Ive had that exact same feeling since my iPad 1's life was effectively ended by software updates. It was the quickest device to become obsolete I've ever owned.
I inherited one after never owning a tablet. I was able to turn it into a Plex video-viewing device after jailbreaking and figuring out what the latest supported version of Plex is and it works great for that.
Of course for web browsing in general it's pretty unusable.
As someone who had to develop for that thing - it was underpowered from day 1. iPhone 3GS hardware with 5x the number of pixels to push and higher expectations on software capability? It was never going to work.
The phrase "reduce reuse recycle" is actually a pyramid of effectiveness. The best thing is to reduce your consumption entirely, which in this case translates to not producing or buying new hardware you don't need.

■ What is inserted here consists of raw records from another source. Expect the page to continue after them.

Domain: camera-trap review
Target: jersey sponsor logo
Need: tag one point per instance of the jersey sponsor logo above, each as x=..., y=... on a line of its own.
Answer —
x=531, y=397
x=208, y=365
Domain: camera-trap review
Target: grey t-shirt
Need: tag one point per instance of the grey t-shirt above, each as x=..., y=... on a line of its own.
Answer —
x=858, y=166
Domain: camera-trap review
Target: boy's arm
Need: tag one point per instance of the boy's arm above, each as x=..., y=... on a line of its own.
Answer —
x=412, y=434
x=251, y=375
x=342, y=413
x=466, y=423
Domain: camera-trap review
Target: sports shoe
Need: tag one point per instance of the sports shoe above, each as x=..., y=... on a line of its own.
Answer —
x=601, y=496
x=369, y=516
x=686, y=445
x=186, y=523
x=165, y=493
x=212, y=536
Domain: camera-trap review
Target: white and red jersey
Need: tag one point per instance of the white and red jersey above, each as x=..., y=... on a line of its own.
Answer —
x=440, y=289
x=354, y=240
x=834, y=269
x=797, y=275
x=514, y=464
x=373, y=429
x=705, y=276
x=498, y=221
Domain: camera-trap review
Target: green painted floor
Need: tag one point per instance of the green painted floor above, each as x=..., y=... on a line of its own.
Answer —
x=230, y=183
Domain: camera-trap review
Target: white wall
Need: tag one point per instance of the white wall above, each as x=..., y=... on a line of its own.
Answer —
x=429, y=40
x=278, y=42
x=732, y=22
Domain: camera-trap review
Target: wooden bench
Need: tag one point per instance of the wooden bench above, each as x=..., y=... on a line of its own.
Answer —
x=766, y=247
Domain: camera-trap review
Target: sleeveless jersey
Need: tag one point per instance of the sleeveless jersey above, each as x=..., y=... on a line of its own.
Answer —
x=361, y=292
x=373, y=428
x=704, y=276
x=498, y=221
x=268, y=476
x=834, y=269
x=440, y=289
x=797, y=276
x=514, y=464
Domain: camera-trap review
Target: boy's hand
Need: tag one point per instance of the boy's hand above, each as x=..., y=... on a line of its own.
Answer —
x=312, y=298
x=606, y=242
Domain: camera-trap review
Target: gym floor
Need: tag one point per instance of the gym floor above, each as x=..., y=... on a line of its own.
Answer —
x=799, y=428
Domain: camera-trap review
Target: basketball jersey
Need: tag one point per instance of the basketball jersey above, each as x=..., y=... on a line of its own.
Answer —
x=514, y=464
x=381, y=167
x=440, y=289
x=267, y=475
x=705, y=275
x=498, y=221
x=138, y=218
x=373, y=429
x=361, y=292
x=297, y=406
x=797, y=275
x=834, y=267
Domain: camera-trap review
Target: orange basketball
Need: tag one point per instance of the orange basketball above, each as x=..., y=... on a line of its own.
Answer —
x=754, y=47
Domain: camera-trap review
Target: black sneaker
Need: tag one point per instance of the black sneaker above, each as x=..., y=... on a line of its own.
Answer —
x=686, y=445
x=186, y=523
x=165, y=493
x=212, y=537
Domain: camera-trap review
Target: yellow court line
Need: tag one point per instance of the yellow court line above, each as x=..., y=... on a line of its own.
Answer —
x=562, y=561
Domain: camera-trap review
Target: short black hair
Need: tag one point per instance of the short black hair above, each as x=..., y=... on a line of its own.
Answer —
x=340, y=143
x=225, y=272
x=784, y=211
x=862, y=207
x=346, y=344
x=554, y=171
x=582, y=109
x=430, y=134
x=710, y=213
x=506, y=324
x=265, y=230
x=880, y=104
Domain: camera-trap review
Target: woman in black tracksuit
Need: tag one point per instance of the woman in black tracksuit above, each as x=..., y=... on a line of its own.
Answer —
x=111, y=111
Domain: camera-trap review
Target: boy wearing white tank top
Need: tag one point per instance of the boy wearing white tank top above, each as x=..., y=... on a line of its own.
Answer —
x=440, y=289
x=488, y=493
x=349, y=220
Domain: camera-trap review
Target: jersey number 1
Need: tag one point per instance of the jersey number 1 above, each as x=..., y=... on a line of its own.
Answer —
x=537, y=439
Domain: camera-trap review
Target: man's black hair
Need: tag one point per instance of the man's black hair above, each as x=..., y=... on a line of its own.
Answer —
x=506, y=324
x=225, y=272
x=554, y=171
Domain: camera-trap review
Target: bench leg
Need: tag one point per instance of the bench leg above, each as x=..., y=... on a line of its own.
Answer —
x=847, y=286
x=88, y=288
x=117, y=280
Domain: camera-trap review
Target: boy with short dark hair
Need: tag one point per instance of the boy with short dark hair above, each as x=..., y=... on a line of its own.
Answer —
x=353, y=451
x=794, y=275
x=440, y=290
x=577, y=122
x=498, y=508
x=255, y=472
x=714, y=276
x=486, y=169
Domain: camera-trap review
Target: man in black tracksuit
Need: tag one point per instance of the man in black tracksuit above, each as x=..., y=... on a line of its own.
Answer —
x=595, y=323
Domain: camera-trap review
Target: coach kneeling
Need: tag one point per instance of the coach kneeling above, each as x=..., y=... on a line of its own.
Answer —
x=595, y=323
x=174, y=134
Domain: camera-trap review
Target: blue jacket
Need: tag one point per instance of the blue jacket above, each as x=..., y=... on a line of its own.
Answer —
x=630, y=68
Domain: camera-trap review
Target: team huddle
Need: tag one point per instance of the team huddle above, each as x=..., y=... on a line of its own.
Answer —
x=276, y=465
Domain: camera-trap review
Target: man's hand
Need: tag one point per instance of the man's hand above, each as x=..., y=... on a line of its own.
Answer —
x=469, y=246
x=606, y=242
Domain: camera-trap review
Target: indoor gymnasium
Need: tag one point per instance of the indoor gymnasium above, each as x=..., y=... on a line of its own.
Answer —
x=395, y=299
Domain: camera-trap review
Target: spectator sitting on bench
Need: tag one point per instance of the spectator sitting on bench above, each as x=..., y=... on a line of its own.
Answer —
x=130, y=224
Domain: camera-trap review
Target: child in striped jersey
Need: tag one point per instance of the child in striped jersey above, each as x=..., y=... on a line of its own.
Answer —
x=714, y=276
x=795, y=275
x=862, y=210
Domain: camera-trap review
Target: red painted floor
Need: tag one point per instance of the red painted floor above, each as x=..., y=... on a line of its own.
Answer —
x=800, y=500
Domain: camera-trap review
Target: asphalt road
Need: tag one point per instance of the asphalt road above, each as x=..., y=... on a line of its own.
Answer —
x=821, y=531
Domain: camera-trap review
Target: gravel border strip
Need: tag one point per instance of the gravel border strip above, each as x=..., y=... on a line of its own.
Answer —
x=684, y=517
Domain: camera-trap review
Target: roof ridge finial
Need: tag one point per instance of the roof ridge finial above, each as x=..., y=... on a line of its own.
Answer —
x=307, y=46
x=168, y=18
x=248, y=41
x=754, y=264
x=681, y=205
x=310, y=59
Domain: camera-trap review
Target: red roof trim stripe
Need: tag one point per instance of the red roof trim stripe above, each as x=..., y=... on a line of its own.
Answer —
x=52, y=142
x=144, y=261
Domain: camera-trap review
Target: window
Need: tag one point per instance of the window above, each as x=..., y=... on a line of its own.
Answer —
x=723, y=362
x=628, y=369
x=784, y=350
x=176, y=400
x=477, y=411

I split "reuse" into "repair" and "repurpose", so that I can put "repair" before "reduce".
I think a product designed to be repairable indefinitely is less wasteful than one that has half as much mass but needs to be completely recycled whenever any critical part fails.
I would dearly love to have a standard laptop form factor, even if means cases would be 5cm thick when closed and 2kg without its innards. If there were a laptop case standard, it would be a whole lot easier to manage repair parts and 3rd party upgrades.
We definitely need a strong reduction in the introduction of new technology that replaces old, still working hardware. This is so wasteful. Along with this, we need centrally planned production of consumer goods to control the pace of change and prevent overproduction, and these goods need to be have government set prices to insure that everyone can afford them.